Aceh Besar – Permintaan timun suri di Pasar Induk Lambaro, Kabupaten Aceh Besar, mengalami peningkatan signifikan selama bulan Ramadan. Buah musiman yang identik dengan minuman berbuka puasa ini menjadi salah satu komoditas paling diburu masyarakat.
Salah seorang pedagang timun suri di Pasar Induk Lambaro, Neti, mengatakan penjualan tahun ini terbilang sangat tinggi dibanding hari biasa.
“Permintaan timun suri selama Ramadan ini luar biasa. Kalau di lapak saya pribadi, minimal per hari terjual 100 buah timun suri,” kata Neti, Selasa (24/2/2026).
Ia menjelaskan, timun suri yang dijualnya berasal dari pedagang setempat serta pasokan langsung dari petani lokal yang mengantar dagangan ke pasar.
“Timun suri ini ambil dari pedagang di sini dan juga dari petani-petani lokal, itu langsung antar ke sini,” katanya.
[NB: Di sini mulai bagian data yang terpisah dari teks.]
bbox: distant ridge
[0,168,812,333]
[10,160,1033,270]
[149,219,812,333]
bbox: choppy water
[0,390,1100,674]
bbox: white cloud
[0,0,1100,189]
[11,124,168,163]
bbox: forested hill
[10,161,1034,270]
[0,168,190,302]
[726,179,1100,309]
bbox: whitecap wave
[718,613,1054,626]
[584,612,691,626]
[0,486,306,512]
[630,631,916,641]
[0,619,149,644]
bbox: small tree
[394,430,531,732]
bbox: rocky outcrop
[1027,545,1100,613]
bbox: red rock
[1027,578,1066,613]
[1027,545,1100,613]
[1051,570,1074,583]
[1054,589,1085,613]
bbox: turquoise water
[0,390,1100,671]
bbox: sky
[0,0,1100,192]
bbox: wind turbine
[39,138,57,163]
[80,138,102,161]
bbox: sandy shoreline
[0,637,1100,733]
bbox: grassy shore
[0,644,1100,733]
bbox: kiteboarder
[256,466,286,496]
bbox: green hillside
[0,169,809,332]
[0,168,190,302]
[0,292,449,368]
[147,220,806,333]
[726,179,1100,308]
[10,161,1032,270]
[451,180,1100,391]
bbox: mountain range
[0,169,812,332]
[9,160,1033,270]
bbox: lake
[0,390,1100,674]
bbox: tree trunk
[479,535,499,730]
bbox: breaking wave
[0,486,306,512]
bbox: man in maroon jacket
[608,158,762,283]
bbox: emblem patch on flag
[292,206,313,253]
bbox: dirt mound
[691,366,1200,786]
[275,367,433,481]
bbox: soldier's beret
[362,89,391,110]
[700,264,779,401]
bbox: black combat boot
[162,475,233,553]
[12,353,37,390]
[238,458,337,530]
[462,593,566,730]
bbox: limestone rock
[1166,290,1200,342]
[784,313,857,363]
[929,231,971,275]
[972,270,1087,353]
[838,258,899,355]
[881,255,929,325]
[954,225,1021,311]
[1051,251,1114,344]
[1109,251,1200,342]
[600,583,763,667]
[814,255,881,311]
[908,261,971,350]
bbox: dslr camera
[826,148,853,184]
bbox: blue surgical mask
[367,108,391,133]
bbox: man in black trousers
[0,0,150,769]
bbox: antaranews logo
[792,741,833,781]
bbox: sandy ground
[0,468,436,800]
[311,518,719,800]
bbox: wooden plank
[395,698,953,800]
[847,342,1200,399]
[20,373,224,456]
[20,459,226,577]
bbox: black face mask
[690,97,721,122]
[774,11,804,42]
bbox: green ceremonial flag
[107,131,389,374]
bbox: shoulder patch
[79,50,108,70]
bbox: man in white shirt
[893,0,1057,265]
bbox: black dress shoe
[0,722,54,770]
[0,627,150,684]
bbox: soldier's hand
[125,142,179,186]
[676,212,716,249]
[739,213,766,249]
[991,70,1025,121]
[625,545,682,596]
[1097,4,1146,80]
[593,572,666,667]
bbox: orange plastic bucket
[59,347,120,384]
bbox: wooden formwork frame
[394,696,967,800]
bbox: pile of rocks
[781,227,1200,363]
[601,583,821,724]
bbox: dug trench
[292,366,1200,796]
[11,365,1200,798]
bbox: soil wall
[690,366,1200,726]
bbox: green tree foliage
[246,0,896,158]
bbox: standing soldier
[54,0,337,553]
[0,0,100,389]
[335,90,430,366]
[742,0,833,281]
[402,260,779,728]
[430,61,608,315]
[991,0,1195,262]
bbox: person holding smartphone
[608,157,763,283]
Terkait harga, Neti menyebutkan banderol timun suri bervariasi, tergantung ukuran buah. Untuk ukuran sedang, harga berkisar Rp10 ribu per buah dan bisa lebih tinggi untuk ukuran yang lebih besar.
“Harga timun suri ini macam-macam, tergantung besar kecilnya. Misalnya pedagang ngasih harga di angka Rp10 ribu per biji dan bisa di atas itu,” ujarnya.

Menurut Neti, timun suri sudah menjadi menu wajib bagi masyarakat Aceh saat berbuka puasa. Biasanya buah ini diolah menjadi minuman segar dengan campuran sirup dan es.
“Timun suri itu kalau untuk orang Aceh kan, dikasih sirup. Yang sudah diolah jadi minuman bisa mendinginkan perut, cocok untuk orang-orang berpuasa. Enaklah pokoknya, seger juga,” jelasnya.
Ia menambahkan, bagi masyarakat Aceh, kehadiran timun suri di meja berbuka seakan menjadi tradisi yang tak terpisahkan dari Ramadan. “Bagi orang Aceh, timun suri mesti ada saat berbuka puasa. Mereka suka aja gitu,” ucapnya.
Meningkatnya permintaan timun suri selama Ramadan tidak hanya menguntungkan pedagang, tetapi juga memberi dampak positif bagi petani lokal yang memasok buah tersebut ke pasar.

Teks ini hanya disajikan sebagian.